However, the new agreement will also see a new prize money structure introduced to ensure a fairer split of the pot at the end of a season.
Currently payments are granted on a sliding scale depending on where a team finished the previous season, plus another fixed revenue paid to teams that finished inside the top ten in two of the previous three seasons.
On top of that, five teams receive bonus payments (Williams, Ferrari, Mercedes, Red Bull and McLaren) based on other criteria, such as their heritage status or the size of their investment into the sport.
Notably, Ferrari receives a bonus payment in the tens of millions as a ‘Long-Standing Team’ payment to the extent that the $73m extra it was paid in 2019 meant it recovered $205m in total - $28m more than title-winners Mercedes last year.
Though the finer details of the new format haven’t been confirmed, Ross Brawn suggests it will give midfield teams a greater opportunity to close the gap to the so-called ‘big three’ of Ferrari, Mercedes and Red Bull, giving them a better chance of podiums and wins.
“There’s going to be a much more equitable prize fund in the new agreement so the midfield teams in particular are going to be much better off with their portion of the prize money,” he told Sky Sports F1.
“It’s being balanced in every direction.

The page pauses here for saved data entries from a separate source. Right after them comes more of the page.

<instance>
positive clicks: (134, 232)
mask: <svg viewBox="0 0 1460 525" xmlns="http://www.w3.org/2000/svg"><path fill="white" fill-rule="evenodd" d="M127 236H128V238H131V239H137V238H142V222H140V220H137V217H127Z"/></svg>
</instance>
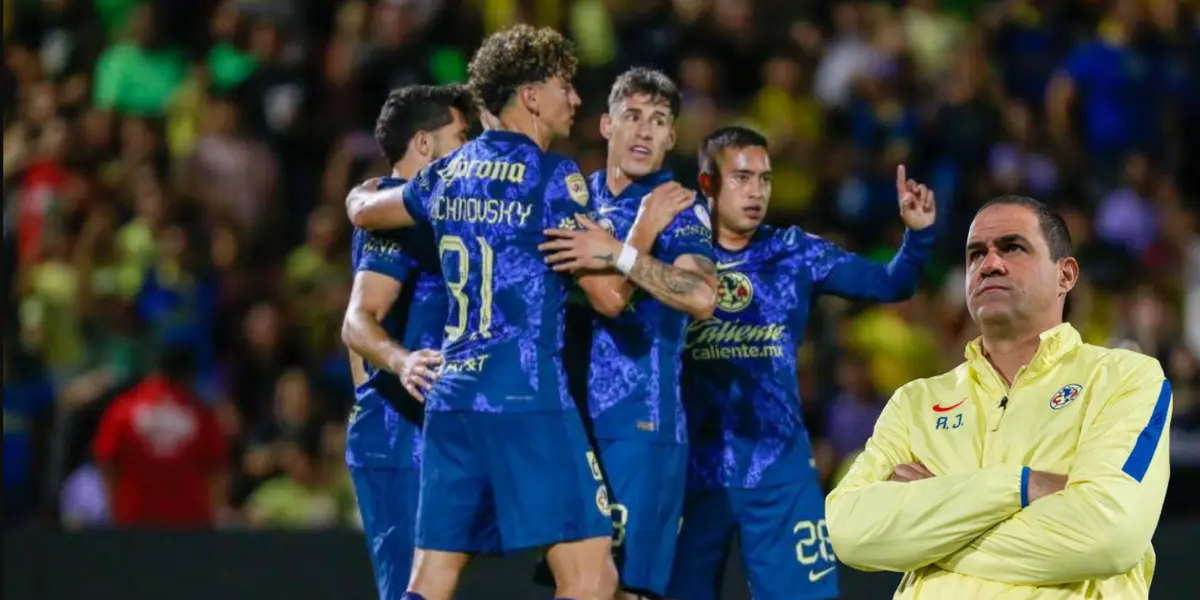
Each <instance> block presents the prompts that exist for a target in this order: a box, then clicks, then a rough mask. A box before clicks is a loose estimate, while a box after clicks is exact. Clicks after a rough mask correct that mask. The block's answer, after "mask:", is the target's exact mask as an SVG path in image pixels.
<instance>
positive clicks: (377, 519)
mask: <svg viewBox="0 0 1200 600" xmlns="http://www.w3.org/2000/svg"><path fill="white" fill-rule="evenodd" d="M350 480H352V481H354V493H355V496H358V499H359V512H360V514H361V515H362V532H364V534H366V539H367V550H370V551H371V568H372V569H373V570H374V576H376V586H377V587H378V588H379V599H380V600H398V599H400V596H402V595H403V594H404V589H406V588H407V587H408V576H409V572H412V570H413V550H414V544H413V541H414V540H413V538H414V534H415V530H416V498H418V493H419V490H420V482H421V481H420V472H419V470H416V469H389V468H368V467H352V468H350Z"/></svg>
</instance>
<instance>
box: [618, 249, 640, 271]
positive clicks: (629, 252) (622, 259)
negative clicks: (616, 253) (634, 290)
mask: <svg viewBox="0 0 1200 600" xmlns="http://www.w3.org/2000/svg"><path fill="white" fill-rule="evenodd" d="M636 262H637V248H635V247H634V246H630V245H629V244H626V245H624V246H622V247H620V256H618V257H617V270H618V271H620V274H622V275H629V271H631V270H634V263H636Z"/></svg>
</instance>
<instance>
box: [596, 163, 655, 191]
mask: <svg viewBox="0 0 1200 600" xmlns="http://www.w3.org/2000/svg"><path fill="white" fill-rule="evenodd" d="M660 170H662V166H661V164H658V166H655V167H654V169H652V170H650V173H658V172H660ZM635 179H637V178H635V176H630V175H629V174H628V173H625V172H624V170H622V168H620V163H619V162H618V161H617V158H614V157H612V156H610V157H608V161H607V164H606V166H605V178H604V182H605V185H606V186H608V192H610V193H612V196H613V197H617V196H620V193H622V192H624V191H625V190H626V188H628V187H629V186H630V184H632V182H634V180H635Z"/></svg>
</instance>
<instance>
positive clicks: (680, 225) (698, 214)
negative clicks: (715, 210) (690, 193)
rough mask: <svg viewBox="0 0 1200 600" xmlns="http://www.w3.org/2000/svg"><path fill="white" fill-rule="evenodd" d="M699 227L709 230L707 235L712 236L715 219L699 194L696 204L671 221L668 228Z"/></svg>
mask: <svg viewBox="0 0 1200 600" xmlns="http://www.w3.org/2000/svg"><path fill="white" fill-rule="evenodd" d="M697 226H698V227H700V228H702V229H704V230H707V235H712V233H713V218H712V214H710V212H709V211H708V202H707V200H706V199H704V197H702V196H700V194H698V193H697V194H696V202H695V203H694V204H692V205H691V206H688V208H686V209H684V210H683V211H682V212H679V214H678V215H676V216H674V218H673V220H671V224H670V226H668V228H674V229H690V228H695V227H697ZM701 233H703V232H701Z"/></svg>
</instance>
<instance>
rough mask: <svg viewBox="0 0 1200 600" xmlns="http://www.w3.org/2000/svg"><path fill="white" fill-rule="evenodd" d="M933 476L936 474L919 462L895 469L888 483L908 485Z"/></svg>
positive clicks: (900, 466) (927, 478)
mask: <svg viewBox="0 0 1200 600" xmlns="http://www.w3.org/2000/svg"><path fill="white" fill-rule="evenodd" d="M931 476H934V473H932V472H930V470H929V469H926V468H925V466H924V464H922V463H919V462H910V463H906V464H896V466H895V467H893V468H892V476H890V478H888V481H900V482H901V484H907V482H910V481H919V480H922V479H929V478H931Z"/></svg>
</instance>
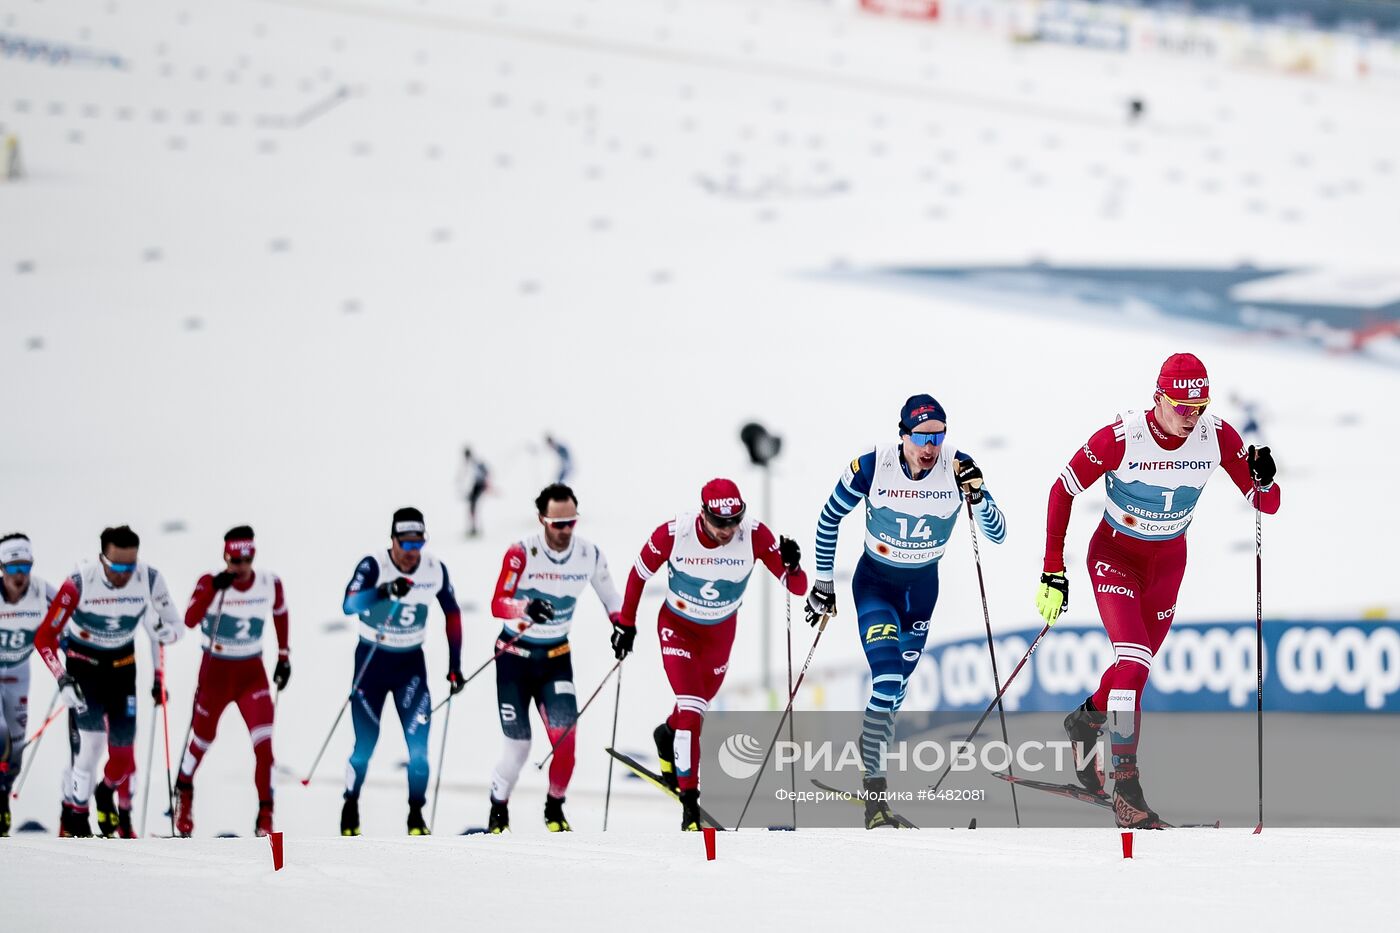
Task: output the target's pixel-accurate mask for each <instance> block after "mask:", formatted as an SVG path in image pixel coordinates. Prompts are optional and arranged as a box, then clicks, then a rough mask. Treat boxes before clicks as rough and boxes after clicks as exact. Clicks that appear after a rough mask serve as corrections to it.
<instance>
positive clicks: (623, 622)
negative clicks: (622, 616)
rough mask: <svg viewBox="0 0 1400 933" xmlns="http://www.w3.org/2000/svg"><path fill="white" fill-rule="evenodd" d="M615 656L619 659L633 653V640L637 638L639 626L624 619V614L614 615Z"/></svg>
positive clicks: (612, 637) (619, 613) (635, 640)
mask: <svg viewBox="0 0 1400 933" xmlns="http://www.w3.org/2000/svg"><path fill="white" fill-rule="evenodd" d="M612 623H613V637H612V643H613V657H616V658H617V660H619V661H620V660H623V658H624V657H627V656H629V654H631V646H633V642H636V640H637V626H636V625H627V623H626V622H623V621H622V614H620V612H619V614H616V615H615V616H613V621H612Z"/></svg>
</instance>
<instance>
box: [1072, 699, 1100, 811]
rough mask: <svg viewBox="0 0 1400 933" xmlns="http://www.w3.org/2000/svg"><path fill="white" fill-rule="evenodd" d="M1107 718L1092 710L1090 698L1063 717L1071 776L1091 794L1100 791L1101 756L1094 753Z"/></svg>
mask: <svg viewBox="0 0 1400 933" xmlns="http://www.w3.org/2000/svg"><path fill="white" fill-rule="evenodd" d="M1107 719H1109V716H1107V713H1100V712H1099V710H1096V709H1093V699H1092V698H1089V699H1086V700H1084V702H1082V703H1081V705H1079V707H1078V709H1077V710H1074V712H1072V713H1070V714H1068V716H1065V717H1064V734H1065V735H1068V737H1070V742H1071V745H1072V748H1074V766H1075V768H1074V775H1075V777H1078V779H1079V783H1081V785H1082V786H1084V789H1085V790H1088V792H1089V793H1091V794H1103V756H1102V755H1098V754H1095V752H1096V747H1098V744H1099V740H1100V738H1102V737H1103V723H1105V721H1107ZM1081 765H1082V766H1081Z"/></svg>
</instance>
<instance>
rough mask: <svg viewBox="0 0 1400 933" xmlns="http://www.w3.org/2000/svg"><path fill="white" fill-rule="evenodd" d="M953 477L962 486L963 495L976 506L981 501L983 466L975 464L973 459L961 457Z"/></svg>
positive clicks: (959, 485)
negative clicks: (973, 460) (981, 482)
mask: <svg viewBox="0 0 1400 933" xmlns="http://www.w3.org/2000/svg"><path fill="white" fill-rule="evenodd" d="M953 478H955V479H956V481H958V485H959V486H960V488H962V490H963V496H966V497H967V502H970V503H972V504H974V506H976V504H977V503H980V502H981V497H983V492H981V466H979V465H977V464H974V462H973V461H972V459H959V461H958V469H956V472H953Z"/></svg>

We’re reducing the amount of money that can be spent in F1 and we’re improving the distribution of the prize funds more evenly amongst the teams.
“So a good midfield team should be able to score podiums, maybe a win, and it should make a small profit. If we can achieve that then we have got a very sustainable future.” “We will judge at what level we should support the prize fund in the next 6-12 months because obviously if we lose teams in this period it would be a tragedy.
“We’re working very hard in a fair and equitable way amongst the teams. I think Liberty have shown their strength to create the funds available and we just need to see how things now develop.”